A "fox-trot economy" refers to an unexpected pattern of economic growth and activity in which an economy experiences two periods of fast growth and another two periods of slow growth. This term follows the pattern of the fox-trot dance which has two fast steps and two slow steps. When an economy exhibits the fox-trot economic pattern, it experiences two periods of economic expansion and growth, followed by two periods of economic decline. Hence, this economy shows fast-fast movement, followed by slow-sow movement.
How does a Fox-Trot Economy Work?
A fox-trot economy has a basic pattern, which is two fast movements and then two slow movements. This economic depiction was made popular by Jeffery Saut and it describes economic growth as a period when an economy produces more goods and services and slow growth as a period when production declines. The fox-trot pattern is one of the economic patterns that predicts the dynamics of growth in an economy.
Origin of the Fox-Trot Economy
The fox-trot economy originated from the popular fox-trot ballroom dance in which two fast steps are taken by the dancer and two slow steps.
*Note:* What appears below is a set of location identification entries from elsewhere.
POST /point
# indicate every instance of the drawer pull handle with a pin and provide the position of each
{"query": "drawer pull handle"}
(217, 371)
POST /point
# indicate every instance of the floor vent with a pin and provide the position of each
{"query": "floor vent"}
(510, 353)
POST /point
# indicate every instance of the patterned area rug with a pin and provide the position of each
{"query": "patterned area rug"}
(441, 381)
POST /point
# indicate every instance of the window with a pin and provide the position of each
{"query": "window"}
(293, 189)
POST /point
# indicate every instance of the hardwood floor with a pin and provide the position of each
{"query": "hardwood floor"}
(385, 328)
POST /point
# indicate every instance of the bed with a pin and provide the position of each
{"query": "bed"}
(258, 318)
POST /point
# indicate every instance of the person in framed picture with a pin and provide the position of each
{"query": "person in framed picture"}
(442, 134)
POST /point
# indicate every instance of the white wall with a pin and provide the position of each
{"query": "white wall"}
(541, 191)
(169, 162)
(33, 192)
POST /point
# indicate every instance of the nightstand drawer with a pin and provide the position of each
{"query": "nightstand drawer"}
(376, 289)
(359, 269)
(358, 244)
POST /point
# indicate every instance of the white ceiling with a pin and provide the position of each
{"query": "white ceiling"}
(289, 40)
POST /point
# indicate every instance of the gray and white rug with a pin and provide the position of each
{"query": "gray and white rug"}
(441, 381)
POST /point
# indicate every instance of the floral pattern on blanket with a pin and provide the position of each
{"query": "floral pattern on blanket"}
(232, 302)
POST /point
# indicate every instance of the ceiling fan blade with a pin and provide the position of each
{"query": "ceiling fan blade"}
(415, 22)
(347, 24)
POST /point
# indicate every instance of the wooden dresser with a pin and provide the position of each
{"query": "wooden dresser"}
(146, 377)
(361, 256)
When applied to an economy, it depicts a pattern of two periods of rapid growth followed by two periods of slow growth. The term "fox-trot economy" became popular in the early 2000s when Jeffery Saut, an investment strategist developed the term in an economic context.
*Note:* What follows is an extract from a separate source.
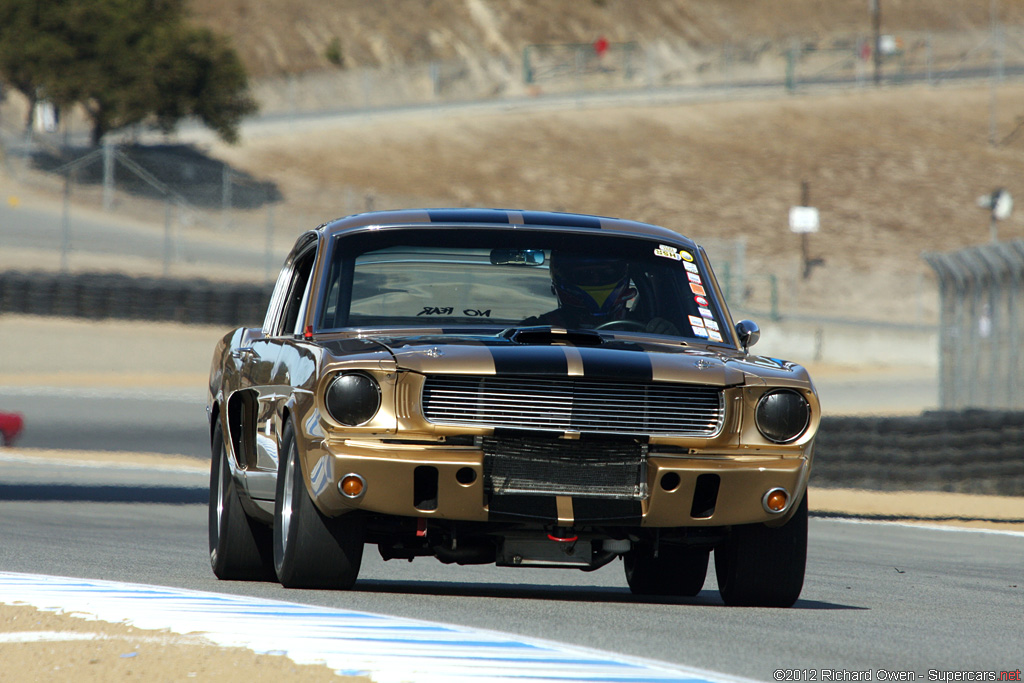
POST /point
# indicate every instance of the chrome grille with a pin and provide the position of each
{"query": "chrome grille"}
(573, 404)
The Impact of a Fox-Trot Economy
In a fox-trot economy, during the periods of rapid growth, there is high spending and consumption in the economy with less saving, however, when the economic growth becomes slow, individuals begin to save rather than spend. Investors, retailers and businesses also experience a fair share of challenges in a fox-trot economy as rapid economic growth is followed by slow growth. For instance, periods of slow growth in an economy are often volatile than when there is economic growth. However, in a fox-trot economy, the economy bounces back, even after periods of slow growth.